Лахен линкс, 09.05.1924
В канцеляриях
Если мне захотелось поехать за границу, надо отправляться по канцеляриям, а их много, этих серых зданий, серо-белых кабинетов, где за письменными столами или за окошечками сидят служащие, это мужчины в потертых костюмах, с кислыми физиономиями, усатые или плешивые, с пробором или в очках, с синими карандашами в нагрудных карманах – у них бедный вид, у этих мужчин и у этих канцелярий. Я торчу возле чиновничьих письменных столов, вижу красные, синие, фиолетовые штемпельные подушечки, обгрызенные перьевые ручки, следы прикуса на коричневых канцелярских карандашах, старые фотографии, отрывные календари с ошметками минувших дней, этими клочками бумаги, махрящимися в жестяном переплете обглодками, оставленными зубьями времени, которое каждое утро, на завтрак, съедает очередную дату. Я бреду по коридорам, неправдоподобно нескончаемым, словно во сне, мимо ожидающих посетителей – кто опирается на зонтик, кто читает газету. Иногда открывается дверь, и мой взгляд успевает на секунду проникнуть в кабинет, где сидит господин чиновник, стоит письменный стол, висит календарь, в точности, как в том кабинете, куда я вскорости войду, хотя на двери этого красуется номер 24, а на том уже 64. Две мухи жужжат в окне, снова и снова с ожесточением бьются в стекло своими черными тельцами, а третья уселась на чернильнице и трет тонкими лапками себе носик. В чернильнице густеют чернила, покрываясь по краям черно-синей корочкой, – это словно высохшие цифры, повестки, уведомления, акты…
Ближе к двери сидит чиновник помоложе, в глубине кабинета – пожилой. Тот, что помоложе, – почти белесый блондин, с симпатичными, задорными вихрами, которые ни за что не хотят укладываться в пробор, нос пуговичкой, подбородок ямочкой, ротик бантиком, совсем как у девушки. С лица его еще не вполне сошло детское выражение, добрые голубые глаза силятся изображать строгость, как у мальчишек, когда они играют в войну или в казаков-разбойников. И пальчики у него совсем еще детские, пухлые, немужественные, но на одном уже обручальное кольцо. И жилетка заметно округлилась, порукой будущей карьеры выдавая под собой животик.
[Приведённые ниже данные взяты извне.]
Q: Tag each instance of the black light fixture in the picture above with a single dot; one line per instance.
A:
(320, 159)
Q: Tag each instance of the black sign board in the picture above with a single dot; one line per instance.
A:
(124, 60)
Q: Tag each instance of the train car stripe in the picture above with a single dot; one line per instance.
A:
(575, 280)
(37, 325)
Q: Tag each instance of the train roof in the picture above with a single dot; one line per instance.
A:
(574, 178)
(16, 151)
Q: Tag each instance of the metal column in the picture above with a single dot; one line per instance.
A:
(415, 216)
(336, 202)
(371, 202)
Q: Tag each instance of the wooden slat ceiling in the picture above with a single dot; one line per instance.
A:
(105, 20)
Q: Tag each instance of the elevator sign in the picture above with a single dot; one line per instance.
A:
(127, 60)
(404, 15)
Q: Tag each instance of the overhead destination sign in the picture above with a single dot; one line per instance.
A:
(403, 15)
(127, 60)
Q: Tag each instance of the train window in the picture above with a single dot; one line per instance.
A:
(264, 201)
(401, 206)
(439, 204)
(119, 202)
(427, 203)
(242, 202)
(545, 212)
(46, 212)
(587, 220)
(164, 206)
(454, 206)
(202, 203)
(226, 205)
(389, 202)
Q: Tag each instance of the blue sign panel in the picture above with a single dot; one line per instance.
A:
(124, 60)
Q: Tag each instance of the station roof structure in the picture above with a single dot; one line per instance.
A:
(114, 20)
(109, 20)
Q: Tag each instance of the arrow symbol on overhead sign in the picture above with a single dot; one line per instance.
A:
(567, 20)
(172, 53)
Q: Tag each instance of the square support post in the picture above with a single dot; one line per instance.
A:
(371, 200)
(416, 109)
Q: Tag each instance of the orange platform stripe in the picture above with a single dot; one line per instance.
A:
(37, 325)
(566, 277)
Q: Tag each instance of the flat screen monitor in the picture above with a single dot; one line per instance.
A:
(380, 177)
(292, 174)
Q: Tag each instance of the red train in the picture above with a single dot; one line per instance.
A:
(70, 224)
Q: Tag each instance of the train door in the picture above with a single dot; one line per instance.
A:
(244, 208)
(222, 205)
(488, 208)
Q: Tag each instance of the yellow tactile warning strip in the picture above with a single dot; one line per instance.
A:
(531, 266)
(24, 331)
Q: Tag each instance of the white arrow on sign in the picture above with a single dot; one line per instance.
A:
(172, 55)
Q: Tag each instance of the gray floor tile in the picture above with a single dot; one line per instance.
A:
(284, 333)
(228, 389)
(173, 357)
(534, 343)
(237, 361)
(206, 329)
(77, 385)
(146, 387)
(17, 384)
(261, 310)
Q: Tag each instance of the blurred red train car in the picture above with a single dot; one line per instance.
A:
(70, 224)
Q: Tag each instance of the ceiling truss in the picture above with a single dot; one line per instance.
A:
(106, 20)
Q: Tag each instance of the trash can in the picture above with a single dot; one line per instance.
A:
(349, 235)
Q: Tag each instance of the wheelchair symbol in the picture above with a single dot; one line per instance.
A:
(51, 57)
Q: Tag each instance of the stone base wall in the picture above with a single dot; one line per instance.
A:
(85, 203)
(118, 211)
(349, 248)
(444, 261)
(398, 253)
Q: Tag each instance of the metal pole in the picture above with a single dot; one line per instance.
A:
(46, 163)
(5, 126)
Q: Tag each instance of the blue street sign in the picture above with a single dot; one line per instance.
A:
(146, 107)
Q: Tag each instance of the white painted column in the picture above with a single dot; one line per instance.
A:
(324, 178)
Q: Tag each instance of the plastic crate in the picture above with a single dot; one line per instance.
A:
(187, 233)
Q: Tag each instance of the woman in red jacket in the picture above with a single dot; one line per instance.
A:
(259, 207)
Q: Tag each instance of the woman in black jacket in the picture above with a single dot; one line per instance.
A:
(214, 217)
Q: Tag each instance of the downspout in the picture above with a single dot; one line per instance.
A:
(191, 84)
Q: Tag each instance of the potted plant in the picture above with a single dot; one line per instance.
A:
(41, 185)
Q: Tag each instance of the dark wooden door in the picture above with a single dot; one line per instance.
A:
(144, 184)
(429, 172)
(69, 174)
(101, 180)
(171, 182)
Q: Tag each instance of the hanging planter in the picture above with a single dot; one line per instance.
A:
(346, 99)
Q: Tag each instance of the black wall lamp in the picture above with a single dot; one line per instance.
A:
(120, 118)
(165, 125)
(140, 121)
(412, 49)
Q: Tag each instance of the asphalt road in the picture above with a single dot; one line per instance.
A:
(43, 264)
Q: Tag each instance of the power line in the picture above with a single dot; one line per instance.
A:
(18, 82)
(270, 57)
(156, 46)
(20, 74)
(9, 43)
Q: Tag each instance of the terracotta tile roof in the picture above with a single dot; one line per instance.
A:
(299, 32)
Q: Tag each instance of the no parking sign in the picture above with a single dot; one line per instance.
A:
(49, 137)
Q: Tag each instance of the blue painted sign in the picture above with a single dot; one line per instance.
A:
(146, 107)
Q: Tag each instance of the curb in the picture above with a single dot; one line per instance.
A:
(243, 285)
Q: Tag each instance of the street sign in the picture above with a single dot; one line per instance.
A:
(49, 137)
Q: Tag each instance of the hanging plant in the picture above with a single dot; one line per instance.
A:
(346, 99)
Портфель у него еще новый, нежные руки молодой жены заботливо уложили туда обеденные бутерброды, на губах его еще играет полусонная утренняя нега, он любезен, деловит, мягок, даже отпускает милую, вполне деликатную остроту, явно побуждая меня, «посетителя», вступить с ним в шуточный диалог. Он – человек за барьером. Эта разделяющая нас перегородка сейчас как бы исчезла, разрушена, и он смотрит на меня с тоской человека на необитаемом острове, благодарный мне от всего сердца. Он – словно вошедший в присказки начальник станции, мимо которого каждый день с грохотом проносится курьерский, я для него такая же таинственная диковина, как этот курьерский поезд, никогда не останавливающийся на его полустанке. Этот молодой служивый очень хотел бы меня еще задержать, ему так охота разузнать, каково живется во всех тех странах, где я уже побывал и куда опять направляюсь. Но он желал бы узнать не только о странах. Еще молодой человек, он просто хочет поговорить по душам, он еще мой сородич, он еще вполне несчастлив за этим постылым канцелярским столом, еще не начал жевать карандаши и еще предается самым дерзким мечтаниям. Он еще не утратил святую веру в невозможное и полон решимости рано или поздно навсегда покинуть стены этого кабинета и, наконец-то при деньгах, вальяжно путешествовать в курьерских и даже повидать Фудзияму.